A Mighty Wind Blows ... in Space


Astrophysicists measured quasar winds traveling at about 20 percent the speed of light. NASA and M. Weiss (Chandra X -ray Center)
Astrophysicists measured quasar winds traveling at about 20 percent the speed of light. NASA and M. Weiss (Chandra X -ray Center)

Astrophysicists recently revealed that they had measured massively powerful winds deep in space. "But wait," we hear you cry, "I thought that there was no air out in space! How could there possibly be wind?" This wind is made up of particles of matter propelled by ultraviolet radiation.

The source? A quasar surrounding a supermassive black hole. Quasars, also known as quasi-stellar objects, are discs of material that accumulate around the edge of a black hole millions or even billions of times more massive than the sun. This accretion disc becomes incredibly hot, on the order of millions of degrees.

As long as it can feed upon matter, the black hole creates a magnetic environment that in turn forces this material to jet out into space in two columns. Depending upon our viewing angle of these jets, we call them radio galaxies (with jets perpendicular to our view), blazars (staring down the barrel of a jet) or quasars (the jets appear to us at some other angle).

Oh, and if the black hole gobbles up all the available matter close by, the jets stop. That's why right now our home galaxy of the Milky Way doesn't have a quasar at the center — there's no matter close enough to the galaxy's central black hole for it to feed. But if matter gets close enough to the black hole, the jets will fire up.

The enormous amount of energy from the quasar pushes matter off into space at incredible speeds. Ultraviolet radiation travels at the speed of light. The matter that makes up the "wind" can't go that fast, but the astrophysicists detected material traveling at more than 200 million kilometers per hour, or 124 million miles per hour. That's about 20 percent the speed of light. Not too shabby for something with mass.

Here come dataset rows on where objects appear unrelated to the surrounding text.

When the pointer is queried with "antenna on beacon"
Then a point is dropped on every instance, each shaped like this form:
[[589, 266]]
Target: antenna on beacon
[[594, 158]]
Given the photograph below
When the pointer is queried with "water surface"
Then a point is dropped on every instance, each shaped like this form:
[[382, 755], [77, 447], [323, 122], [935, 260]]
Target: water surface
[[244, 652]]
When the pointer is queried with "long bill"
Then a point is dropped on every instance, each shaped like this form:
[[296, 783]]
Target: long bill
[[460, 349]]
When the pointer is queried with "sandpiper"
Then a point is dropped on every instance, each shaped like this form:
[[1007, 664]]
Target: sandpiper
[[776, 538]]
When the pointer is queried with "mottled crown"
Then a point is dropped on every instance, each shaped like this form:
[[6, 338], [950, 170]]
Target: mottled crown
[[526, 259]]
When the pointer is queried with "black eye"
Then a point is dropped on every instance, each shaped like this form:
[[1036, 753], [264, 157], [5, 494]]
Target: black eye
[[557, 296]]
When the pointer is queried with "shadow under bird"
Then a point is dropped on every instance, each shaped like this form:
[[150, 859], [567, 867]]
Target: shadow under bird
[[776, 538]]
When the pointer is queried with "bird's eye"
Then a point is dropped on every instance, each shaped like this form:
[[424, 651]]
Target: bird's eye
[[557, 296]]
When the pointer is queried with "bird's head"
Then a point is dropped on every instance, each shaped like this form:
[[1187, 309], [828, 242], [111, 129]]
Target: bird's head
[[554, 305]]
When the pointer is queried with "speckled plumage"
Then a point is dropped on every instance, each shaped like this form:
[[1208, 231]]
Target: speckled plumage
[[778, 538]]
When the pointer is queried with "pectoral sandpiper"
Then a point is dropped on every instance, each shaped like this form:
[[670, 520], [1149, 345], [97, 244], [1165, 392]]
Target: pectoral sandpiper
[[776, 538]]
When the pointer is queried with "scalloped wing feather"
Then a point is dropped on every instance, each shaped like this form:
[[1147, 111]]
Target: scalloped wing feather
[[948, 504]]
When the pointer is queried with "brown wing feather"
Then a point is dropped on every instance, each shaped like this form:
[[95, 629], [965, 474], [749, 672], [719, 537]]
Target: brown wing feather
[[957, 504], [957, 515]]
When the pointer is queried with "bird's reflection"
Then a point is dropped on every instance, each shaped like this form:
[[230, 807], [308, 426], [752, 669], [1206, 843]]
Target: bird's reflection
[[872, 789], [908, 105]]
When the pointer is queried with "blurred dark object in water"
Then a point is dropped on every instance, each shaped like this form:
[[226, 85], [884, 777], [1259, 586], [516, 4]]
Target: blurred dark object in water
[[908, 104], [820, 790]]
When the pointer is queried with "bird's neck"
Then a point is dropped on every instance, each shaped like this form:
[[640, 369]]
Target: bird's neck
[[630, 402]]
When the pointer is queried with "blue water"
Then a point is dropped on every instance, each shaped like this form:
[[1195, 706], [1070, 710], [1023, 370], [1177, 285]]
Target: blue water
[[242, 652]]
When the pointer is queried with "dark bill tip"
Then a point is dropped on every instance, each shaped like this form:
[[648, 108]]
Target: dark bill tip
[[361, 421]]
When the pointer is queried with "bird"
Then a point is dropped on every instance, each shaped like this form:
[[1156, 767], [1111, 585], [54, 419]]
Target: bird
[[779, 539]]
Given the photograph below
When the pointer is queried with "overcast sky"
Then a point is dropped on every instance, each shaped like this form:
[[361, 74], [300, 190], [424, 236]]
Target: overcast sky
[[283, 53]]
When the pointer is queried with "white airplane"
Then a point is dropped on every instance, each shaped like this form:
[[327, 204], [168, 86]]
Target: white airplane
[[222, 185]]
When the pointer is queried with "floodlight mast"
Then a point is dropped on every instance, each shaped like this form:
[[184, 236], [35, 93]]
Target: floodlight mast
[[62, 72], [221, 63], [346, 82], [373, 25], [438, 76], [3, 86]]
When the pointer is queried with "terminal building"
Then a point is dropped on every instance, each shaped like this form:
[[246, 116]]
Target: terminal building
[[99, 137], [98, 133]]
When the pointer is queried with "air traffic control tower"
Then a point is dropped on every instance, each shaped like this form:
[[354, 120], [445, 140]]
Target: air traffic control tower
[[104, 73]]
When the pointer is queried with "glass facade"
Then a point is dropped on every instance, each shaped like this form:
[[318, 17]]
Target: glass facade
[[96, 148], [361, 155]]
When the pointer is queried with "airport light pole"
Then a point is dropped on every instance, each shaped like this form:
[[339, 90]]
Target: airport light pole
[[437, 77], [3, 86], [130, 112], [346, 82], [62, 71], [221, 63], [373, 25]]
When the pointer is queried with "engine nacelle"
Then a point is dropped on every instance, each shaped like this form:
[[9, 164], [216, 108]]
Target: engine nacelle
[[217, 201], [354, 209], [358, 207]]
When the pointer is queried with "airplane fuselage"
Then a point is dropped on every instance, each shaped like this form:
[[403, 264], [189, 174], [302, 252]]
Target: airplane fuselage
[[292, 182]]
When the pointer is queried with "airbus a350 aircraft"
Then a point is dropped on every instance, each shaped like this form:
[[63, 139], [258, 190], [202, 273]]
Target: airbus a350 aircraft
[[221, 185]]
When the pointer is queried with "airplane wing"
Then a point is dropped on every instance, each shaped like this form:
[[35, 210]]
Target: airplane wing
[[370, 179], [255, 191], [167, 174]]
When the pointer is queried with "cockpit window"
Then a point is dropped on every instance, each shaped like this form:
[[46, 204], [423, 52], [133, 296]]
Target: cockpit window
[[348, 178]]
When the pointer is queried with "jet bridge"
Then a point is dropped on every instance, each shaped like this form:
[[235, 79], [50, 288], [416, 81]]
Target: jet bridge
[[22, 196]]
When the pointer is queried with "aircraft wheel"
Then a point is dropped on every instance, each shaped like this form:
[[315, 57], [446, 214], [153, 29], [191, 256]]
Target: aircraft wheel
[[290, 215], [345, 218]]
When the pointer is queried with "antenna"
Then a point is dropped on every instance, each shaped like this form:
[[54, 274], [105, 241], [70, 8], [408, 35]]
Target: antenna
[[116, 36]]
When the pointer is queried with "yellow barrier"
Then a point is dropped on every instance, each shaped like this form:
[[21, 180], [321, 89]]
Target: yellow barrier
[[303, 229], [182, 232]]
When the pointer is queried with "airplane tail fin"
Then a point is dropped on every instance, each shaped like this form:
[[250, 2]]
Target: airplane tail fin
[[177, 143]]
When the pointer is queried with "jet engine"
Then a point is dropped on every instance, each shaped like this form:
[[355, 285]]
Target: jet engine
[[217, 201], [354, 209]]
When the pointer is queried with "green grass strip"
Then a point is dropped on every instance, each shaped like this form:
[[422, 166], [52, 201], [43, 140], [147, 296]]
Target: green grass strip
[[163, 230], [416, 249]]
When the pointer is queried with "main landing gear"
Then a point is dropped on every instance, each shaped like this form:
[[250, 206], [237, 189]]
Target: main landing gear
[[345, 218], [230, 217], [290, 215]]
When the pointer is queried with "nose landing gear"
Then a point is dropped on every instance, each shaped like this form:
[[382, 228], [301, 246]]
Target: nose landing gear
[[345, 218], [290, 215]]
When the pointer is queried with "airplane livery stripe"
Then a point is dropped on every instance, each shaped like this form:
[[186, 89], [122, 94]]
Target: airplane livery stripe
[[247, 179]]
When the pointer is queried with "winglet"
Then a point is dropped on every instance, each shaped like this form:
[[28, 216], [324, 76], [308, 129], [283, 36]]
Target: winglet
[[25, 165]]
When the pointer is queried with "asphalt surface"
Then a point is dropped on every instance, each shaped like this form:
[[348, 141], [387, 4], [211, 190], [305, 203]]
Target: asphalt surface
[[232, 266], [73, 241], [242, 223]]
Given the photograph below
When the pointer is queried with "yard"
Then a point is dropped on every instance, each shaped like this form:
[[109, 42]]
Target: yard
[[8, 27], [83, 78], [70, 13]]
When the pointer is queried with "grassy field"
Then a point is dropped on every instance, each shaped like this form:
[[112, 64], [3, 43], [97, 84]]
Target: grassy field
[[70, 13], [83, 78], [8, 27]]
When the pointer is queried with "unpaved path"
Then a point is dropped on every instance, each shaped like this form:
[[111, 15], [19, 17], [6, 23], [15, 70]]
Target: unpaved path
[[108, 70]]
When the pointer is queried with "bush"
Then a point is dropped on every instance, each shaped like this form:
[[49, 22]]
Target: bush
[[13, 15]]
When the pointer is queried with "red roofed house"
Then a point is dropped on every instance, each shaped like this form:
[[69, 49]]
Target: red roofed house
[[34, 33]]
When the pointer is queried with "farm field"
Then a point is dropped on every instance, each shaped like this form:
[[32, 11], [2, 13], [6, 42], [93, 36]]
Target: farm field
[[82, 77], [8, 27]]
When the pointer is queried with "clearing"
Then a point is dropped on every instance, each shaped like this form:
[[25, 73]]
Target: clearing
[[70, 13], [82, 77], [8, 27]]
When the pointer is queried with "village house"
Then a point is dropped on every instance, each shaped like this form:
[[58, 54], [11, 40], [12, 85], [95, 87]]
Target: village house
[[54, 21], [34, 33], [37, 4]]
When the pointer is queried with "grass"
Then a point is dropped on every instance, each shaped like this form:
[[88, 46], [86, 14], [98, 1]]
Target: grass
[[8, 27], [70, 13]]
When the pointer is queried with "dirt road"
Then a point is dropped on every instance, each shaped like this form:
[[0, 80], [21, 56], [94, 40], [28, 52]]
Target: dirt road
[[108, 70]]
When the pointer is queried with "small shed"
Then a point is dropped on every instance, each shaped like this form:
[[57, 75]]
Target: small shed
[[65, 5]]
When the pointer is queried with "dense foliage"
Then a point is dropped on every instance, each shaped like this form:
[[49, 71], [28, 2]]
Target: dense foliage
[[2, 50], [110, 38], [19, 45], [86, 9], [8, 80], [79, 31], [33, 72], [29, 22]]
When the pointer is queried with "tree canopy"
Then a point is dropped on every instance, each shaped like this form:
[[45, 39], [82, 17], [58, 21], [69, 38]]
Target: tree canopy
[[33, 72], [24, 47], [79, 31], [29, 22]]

These winds end up shaping galaxies. According to astrophysicists, the winds interfere with star formation. If they didn't exist, we'd have many more stars in large galaxies. Thankfully, we don't experience winds nearly as powerful here on Earth — the wind speed is about on par with a category 77 hurricane. There's probably no storm cellar on the planet sufficient to withstand that kind of blast.